A Amazônia de La Condamine

No artigo anterior resenhei as impressões de Frei Gaspar de Carvajal sobre a Amazônia. Prossigo, dentro da série “a Amazônia vista por estrangeiros”, registrando as impressões de Charles-Marie de La Condamine, expressas em Viagem na América Meridional descendo o rio das Amazonas, quando de sua expedição a partir de 1735.

La Condamine veio oficialmente a Amazônia a serviço da Academia de Ciências de Paris para determinar com precisão os meridianos e assim demonstrar que a terra era achatada nos pólos, tendo um aspecto de “abobora” e não de esfera como se acreditava. Fez isso com precisão, o que certamente em muito contribuiu com a ciência.

Mas La Condamine, a exemplo de todos os estrangeiros que passaram os olhos na Amazônia, não deixou de registrar minuciosamente a exuberância da região e o que efetivamente lhes interessava: os recursos naturais economicamente conversíveis.

A observação minuciosa dos imensos rios, a carga de preconceitos contra os nativos (genericamente chamados índios), a busca incessante por minérios, especiarias diversas, plantas medicinais, peixes e uma arvore especial que dava leite, do qual se fazia uma goma elástica, foi sempre uma fixação de todos o que por aqui passaram na condição de cientistas, religiosos, militares, mandatários ou simples aventureiros. La Condamine não fugiu a regra.

Encanta-se naturalmente com a exuberância da região, registra ainda uma grande população indígena e diferente de outros cientistas que reduziram as Amazonas a lenda, ele se inclina pela veracidade do relato de Carvajal que primeiro registrou esse fato.

Sobre os nativos ele inicia corretamente destacando que os homens originários da América meridional são inapropriadamente chamados de “índios”, evidenciando que tinha clareza que estava diante de diversas etnias distintas, o que até hoje não é adequadamente compreendido.

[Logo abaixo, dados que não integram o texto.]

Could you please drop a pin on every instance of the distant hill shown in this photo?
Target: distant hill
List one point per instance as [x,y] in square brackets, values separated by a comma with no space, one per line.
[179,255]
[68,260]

Diz ele: “não se trata de criolos espanhóis ou portugueses, nem das diversas espécies de homens produzidos pela mestiçagem dos brancos na Europa, dos negros d’África, e dos vermelhos da América, desde que os europeus aí entraram, e aí introduziram os pretos da Guiné. São trigueiros e de cor avermelhada, mais ou menos clara”.

Mas em seguida aflora o preconceito europeu, sugerindo que todos os índios tinham um mesmo fundo de caráter: “glutões até a voracidade, quanto têm de que saciar-se; sóbrios quando a necessidade os obriga a se privarem de tudo sem parecerem nada desejar; pusilânimes ao excesso, se a embriaguez os não transporta; inimigos do trabalho, indiferentes a toda ambição de glória, honra ou reconhecimento; unicamente ocupados das coisas presentes, e por elas sempre determinados; sem a preocupação do futuro; incapazes de previdência e reflexão; entregues, quando nada os molesta, a brincadeiras pueris, que manifestam por saltos e gargalhadas sem objeto nem desígnio”.

La Condamine simplesmente procurava transportar para os povos que viviam na Amazônia, os valores, as referências da Europa, como se estas fossem uma espécie de bíblia social e econômica que todos deveriam seguir como, aliás, pensavam e agiam os religiosos que procuravam converter todos os “selvagens” em cristãos.

Afora suas opiniões e descrições variadas de plantas e espécies faunísticas, sua atenção maior foi precisamente sobre a borracha, caucho, ou goma elástica como era conhecida pelos Omáguas e já mencionada no relatório de Frei Gaspar de Carvajal.

É de sua lavra, portanto, a primeira descrição detalhada da borracha (por ele chamada de caucho) que mais tarde faria a fortuna de alguns, a morte de muitos e a ilusão de fausto de que tantos falaram.
Fez a descrição na região do alto Solimões. A resina chamada “caucho” nos países da província de Quito vizinhos do mar é também comuníssima nas margens do Maranon, e tem a mesma utilidade.

Quando ela está fresca, dá-se-lhe com moldes a forma que se quer; ela é impenetrável à chuva, mas o que a torna digna de nota é a sua grande elasticidade. Fazem-se com elas garrafas que não são friáveis, e botas, e bolas ocas, que se achatam quando se apertam, mas que retornam a sua primitiva forma desde que livres.

Os portugueses do Pará aprenderam com os omáguas a fazer com essa substância umas bombas ou seringas que não necessitam de pistão: têm a forma de pêras ocas, com um pequeno buraco em uma das extremidades a que se adapta uma cânula. Enchem-se d’água, e, apertando-se quando estão cheias, fazem o efeito de uma seringa ordinária. Tal utensílio é de grande emprego entre os omáguas. Quando eles se reúnem para alguma festa sua, o dono da casa não deixa de apresentar uma por polidez a cada convidado, e seu uso precede sempre entre eles as refeições de cerimônia.